Today, Keynesianism is in its era of final absurdity. With governments now running into their borrowing limits across the globe, the idea of deficit-spending your way to prosperity is mostly off the table. The Keynesians have only one card left to play, their “easy money” card, and they are playing it to a degree never before seen.

This is why they are so rabidly opposed to a gold standard system. It is not because a gold standard system doesn’t work. The United States used a gold standard system for 182 years, 1789-1971, and became the wealthiest country in human history.

Rather, a gold standard system makes the Keynesians’ “easy money” manipulations impossible. It puts the Keynesians out of a job. They have nothing left to offer.

Probably, we will have to endure the spectacle of seeing the Keynesians blow themselves up with government spending (already there) and “easy money” (on the near horizon) before we will get a broad rejection of Keynesianism throughout the populace and political spectrum.

We will then have a chance to return to classical economic principles.

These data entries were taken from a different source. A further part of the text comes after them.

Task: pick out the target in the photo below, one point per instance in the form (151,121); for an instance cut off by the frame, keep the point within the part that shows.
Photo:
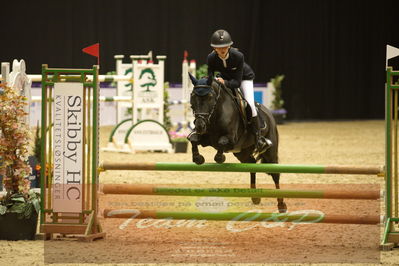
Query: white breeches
(247,87)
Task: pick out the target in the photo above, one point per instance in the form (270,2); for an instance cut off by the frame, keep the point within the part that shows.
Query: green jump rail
(243,216)
(138,189)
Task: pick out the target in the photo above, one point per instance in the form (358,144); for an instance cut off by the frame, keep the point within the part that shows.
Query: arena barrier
(139,189)
(245,167)
(54,219)
(243,216)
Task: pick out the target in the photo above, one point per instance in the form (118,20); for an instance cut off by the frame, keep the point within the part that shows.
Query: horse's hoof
(220,158)
(282,207)
(198,159)
(256,201)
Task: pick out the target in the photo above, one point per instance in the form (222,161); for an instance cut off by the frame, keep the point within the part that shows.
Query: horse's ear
(193,79)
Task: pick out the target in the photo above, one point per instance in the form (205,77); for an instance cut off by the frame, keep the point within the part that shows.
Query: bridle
(207,116)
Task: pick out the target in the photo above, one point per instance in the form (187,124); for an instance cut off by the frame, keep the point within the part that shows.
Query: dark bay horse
(219,124)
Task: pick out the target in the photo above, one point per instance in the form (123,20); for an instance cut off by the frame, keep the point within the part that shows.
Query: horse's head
(203,102)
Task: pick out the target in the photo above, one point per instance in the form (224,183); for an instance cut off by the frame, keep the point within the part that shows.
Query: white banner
(68,147)
(148,86)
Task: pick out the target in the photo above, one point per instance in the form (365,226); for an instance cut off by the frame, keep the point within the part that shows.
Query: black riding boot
(262,143)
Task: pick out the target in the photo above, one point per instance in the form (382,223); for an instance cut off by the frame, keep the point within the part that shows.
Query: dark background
(331,52)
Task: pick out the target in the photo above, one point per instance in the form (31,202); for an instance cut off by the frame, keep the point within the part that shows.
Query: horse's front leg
(197,157)
(223,145)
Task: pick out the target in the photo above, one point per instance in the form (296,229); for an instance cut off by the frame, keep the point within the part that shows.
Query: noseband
(207,116)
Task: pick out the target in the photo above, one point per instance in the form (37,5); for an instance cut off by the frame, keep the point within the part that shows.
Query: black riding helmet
(221,38)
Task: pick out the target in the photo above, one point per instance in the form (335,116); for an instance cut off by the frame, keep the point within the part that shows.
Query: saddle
(245,109)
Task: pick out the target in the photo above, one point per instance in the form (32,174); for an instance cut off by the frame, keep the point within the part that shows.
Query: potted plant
(179,140)
(278,111)
(19,208)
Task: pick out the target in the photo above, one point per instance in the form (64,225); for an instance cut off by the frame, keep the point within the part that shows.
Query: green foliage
(22,204)
(14,141)
(278,102)
(37,148)
(167,122)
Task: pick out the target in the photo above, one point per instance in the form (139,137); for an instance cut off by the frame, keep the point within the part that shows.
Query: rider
(234,73)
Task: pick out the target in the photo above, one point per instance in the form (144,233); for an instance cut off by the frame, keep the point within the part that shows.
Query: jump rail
(245,167)
(242,216)
(139,189)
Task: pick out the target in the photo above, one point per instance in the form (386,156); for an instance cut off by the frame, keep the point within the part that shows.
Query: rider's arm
(237,73)
(211,67)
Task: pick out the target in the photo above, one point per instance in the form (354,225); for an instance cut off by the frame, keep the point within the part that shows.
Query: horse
(218,123)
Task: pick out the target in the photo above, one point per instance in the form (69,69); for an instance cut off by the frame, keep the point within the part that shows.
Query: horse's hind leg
(282,207)
(246,157)
(197,157)
(253,185)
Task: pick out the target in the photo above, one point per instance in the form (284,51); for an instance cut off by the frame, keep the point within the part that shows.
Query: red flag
(93,50)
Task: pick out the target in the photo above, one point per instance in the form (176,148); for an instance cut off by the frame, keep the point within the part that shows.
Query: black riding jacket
(233,71)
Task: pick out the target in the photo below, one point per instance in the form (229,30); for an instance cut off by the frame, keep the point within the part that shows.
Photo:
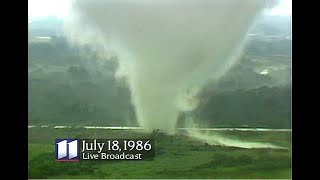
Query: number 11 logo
(67,150)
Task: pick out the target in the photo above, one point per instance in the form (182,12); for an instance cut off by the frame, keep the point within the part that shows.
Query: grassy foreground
(175,157)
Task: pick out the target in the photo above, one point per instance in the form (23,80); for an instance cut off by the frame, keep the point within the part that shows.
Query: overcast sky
(60,8)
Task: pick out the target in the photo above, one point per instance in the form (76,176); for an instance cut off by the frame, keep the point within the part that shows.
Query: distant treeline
(72,86)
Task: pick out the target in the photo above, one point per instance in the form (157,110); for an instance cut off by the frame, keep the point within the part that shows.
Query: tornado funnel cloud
(167,49)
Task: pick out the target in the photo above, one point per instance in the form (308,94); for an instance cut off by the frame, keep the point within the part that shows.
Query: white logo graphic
(67,150)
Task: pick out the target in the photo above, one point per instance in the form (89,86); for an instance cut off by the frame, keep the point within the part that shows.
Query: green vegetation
(73,86)
(175,157)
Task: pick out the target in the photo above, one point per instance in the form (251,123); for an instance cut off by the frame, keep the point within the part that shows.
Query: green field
(176,156)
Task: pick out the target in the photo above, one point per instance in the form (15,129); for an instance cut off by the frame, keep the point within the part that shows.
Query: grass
(175,157)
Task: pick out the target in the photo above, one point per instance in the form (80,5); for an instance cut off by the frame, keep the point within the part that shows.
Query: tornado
(167,50)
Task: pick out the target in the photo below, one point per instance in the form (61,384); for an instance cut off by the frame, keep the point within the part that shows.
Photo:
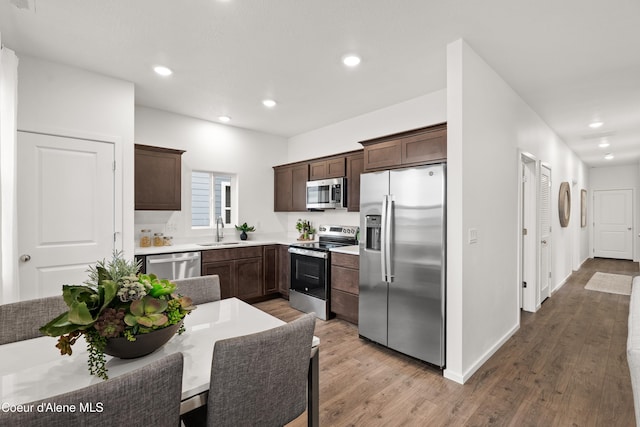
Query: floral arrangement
(305,229)
(245,227)
(116,301)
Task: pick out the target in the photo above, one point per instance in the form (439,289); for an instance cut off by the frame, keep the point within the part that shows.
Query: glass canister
(158,239)
(145,238)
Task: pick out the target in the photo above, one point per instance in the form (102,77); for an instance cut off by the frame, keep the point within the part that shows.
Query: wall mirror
(564,204)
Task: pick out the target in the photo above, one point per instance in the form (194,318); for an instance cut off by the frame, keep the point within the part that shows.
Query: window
(211,197)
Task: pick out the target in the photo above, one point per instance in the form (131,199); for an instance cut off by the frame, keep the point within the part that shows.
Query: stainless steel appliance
(402,261)
(311,269)
(174,266)
(327,194)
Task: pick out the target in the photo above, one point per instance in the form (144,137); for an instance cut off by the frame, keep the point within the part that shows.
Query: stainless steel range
(311,269)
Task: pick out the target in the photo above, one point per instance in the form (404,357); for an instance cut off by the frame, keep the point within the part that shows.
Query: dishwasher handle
(172,260)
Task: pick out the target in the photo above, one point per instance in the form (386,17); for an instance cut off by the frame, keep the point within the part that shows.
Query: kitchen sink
(222,244)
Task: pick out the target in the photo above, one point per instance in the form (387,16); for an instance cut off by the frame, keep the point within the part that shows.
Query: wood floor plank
(565,366)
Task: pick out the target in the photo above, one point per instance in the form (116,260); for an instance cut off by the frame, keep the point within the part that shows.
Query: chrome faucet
(219,223)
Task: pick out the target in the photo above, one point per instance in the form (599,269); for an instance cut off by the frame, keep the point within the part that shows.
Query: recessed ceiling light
(162,70)
(351,60)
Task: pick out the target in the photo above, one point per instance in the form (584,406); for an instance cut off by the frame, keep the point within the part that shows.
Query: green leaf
(80,315)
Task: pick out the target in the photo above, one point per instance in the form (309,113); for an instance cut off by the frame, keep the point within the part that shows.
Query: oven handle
(308,252)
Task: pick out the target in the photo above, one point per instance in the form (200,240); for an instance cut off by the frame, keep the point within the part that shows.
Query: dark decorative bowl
(144,344)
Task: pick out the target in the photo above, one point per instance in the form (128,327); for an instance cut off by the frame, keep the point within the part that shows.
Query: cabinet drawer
(229,254)
(345,279)
(345,305)
(345,260)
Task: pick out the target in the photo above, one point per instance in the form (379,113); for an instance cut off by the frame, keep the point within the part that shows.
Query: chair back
(148,396)
(200,289)
(22,320)
(261,379)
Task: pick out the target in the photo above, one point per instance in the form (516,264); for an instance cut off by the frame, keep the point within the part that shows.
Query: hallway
(566,365)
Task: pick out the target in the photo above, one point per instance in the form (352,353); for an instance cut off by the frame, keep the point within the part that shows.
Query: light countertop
(351,250)
(205,244)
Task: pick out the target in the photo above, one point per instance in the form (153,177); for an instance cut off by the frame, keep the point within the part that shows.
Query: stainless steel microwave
(327,194)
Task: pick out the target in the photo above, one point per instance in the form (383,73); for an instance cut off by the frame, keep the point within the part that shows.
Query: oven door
(309,272)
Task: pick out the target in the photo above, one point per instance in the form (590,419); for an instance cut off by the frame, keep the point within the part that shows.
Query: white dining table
(34,369)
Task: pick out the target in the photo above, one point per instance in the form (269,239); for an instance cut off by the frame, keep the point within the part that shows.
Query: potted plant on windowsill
(244,228)
(305,229)
(118,311)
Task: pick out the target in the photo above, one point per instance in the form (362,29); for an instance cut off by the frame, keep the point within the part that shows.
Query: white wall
(216,148)
(344,136)
(488,124)
(61,100)
(619,178)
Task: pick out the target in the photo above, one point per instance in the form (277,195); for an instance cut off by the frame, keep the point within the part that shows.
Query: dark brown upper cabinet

Unlike Keynesian principles, which are inherently destructive, classical principles improve the inherent health of the economy.

One principle is to have a stable unit of account – in other words, stable money. Another principle is to have an efficient tax system, which raises the desired revenue while causing the least amount of economic damage. A third principle is that government activity should be limited to providing, in an economical fashion, those services that people deem necessary and important. A fourth principle is the Rule of Law, rather than the sort of criminality and favoritism that characterizes the present time.

When you understand Keynesianism, you will eventually see it as a shallow trick. No country accomplished anything with a strategy of government waste and currency molestation.

At that point, a gold standard system will seem straightforward and inevitable. Once you decide that you want Stable Money, instead of Ben Bernanke’s funny money fiesta, the solution is obvious.